SchemaProvider
The SchemaProvider
class specifies which Iceberg schema to use when reading from or writing to an Iceberg table. It allows you to select a schema by its current state, by a specific snapshot, or by schema or snapshot ID. This is useful for advanced scenarios such as schema evolution and ensuring a specific schema mapping.
Syntax
SchemaProvider.from_current()
SchemaProvider.from_current_snapshot()
SchemaProvider.from_schema_id(schema_id: int)
SchemaProvider.from_snapshot_id(snapshot_id: int)
Constructors
-
SchemaProvider.from_current()
Use the current schema from the Iceberg table.
-
SchemaProvider.from_current_snapshot()
Use the schema from the current snapshot of the Iceberg table.
-
SchemaProvider.from_schema_id(schema_id: int)
Use the schema with the specified schema ID.
-
SchemaProvider.from_snapshot_id(snapshot_id: int)
Use the schema from the specified snapshot ID.
Parameters
Parameter | Type | Description |
---|---|---|
schema_id | int | The unique identifier of the Iceberg schema to use. Only required for |
snapshot_id | int | The unique identifier of the Iceberg snapshot to use. Only required for |
Methods
None.
Examples
The following examples show how to create a SchemaProvider
and use it with other Iceberg classes:
from deephaven.experimental import iceberg
from deephaven import dtypes as dht
source_def = {
"Area": dht.string,
"Category": dht.string,
"Price": dht.double,
}
# Use the current schema
default_schema = iceberg.SchemaProvider.from_current()
# Use a specific schema by ID
schema_by_id = iceberg.SchemaProvider.from_schema_id(1)
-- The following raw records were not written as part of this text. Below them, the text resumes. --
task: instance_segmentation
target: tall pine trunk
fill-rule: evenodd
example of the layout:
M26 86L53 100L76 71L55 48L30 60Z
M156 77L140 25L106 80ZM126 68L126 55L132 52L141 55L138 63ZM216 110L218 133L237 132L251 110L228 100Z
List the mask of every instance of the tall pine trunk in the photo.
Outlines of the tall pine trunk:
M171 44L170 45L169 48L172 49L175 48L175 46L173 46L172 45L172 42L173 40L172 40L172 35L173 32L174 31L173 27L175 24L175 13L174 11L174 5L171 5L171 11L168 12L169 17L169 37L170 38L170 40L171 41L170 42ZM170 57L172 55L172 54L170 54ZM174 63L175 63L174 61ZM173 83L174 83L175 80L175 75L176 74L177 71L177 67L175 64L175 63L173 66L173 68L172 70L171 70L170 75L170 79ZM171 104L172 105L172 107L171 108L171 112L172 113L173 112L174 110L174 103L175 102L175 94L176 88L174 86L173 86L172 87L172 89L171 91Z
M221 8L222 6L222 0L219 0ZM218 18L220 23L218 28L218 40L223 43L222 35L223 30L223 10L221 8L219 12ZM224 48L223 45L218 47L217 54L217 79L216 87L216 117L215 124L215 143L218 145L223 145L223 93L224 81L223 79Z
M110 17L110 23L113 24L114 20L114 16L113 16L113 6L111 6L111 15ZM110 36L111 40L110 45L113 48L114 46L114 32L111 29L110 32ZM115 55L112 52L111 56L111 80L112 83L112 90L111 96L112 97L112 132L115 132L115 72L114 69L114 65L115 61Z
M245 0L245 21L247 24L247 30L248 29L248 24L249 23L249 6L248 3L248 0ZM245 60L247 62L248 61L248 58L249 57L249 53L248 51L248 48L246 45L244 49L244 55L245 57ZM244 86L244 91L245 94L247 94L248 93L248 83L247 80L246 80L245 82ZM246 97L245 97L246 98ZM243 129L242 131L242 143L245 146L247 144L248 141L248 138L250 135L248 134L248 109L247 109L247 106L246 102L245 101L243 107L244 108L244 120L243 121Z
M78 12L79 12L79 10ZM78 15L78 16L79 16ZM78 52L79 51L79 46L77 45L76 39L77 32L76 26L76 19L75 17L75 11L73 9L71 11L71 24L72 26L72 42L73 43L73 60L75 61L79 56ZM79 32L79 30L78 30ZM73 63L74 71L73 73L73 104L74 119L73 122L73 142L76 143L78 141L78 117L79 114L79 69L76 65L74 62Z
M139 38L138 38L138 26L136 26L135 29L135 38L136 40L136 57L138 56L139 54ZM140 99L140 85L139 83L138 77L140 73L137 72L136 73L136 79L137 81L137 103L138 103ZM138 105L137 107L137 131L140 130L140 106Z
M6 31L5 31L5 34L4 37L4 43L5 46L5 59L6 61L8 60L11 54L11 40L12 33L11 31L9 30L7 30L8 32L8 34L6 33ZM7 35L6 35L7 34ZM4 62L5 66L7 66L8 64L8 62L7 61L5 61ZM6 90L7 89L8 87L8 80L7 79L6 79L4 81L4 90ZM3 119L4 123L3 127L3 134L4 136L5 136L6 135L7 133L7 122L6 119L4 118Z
# Use a schema from a specific snapshot
schema_by_snapshot = iceberg.SchemaProvider.from_snapshot_id(123456789)
# Pass SchemaProvider to an InferenceResolver
resolver = iceberg.InferenceResolver(schema_provider=default_schema)
# Pass SchemaProvider to a TableParquetWriterOptions
writer_options = iceberg.TableParquetWriterOptions(
table_definition=source_def, schema_provider=schema_by_id
)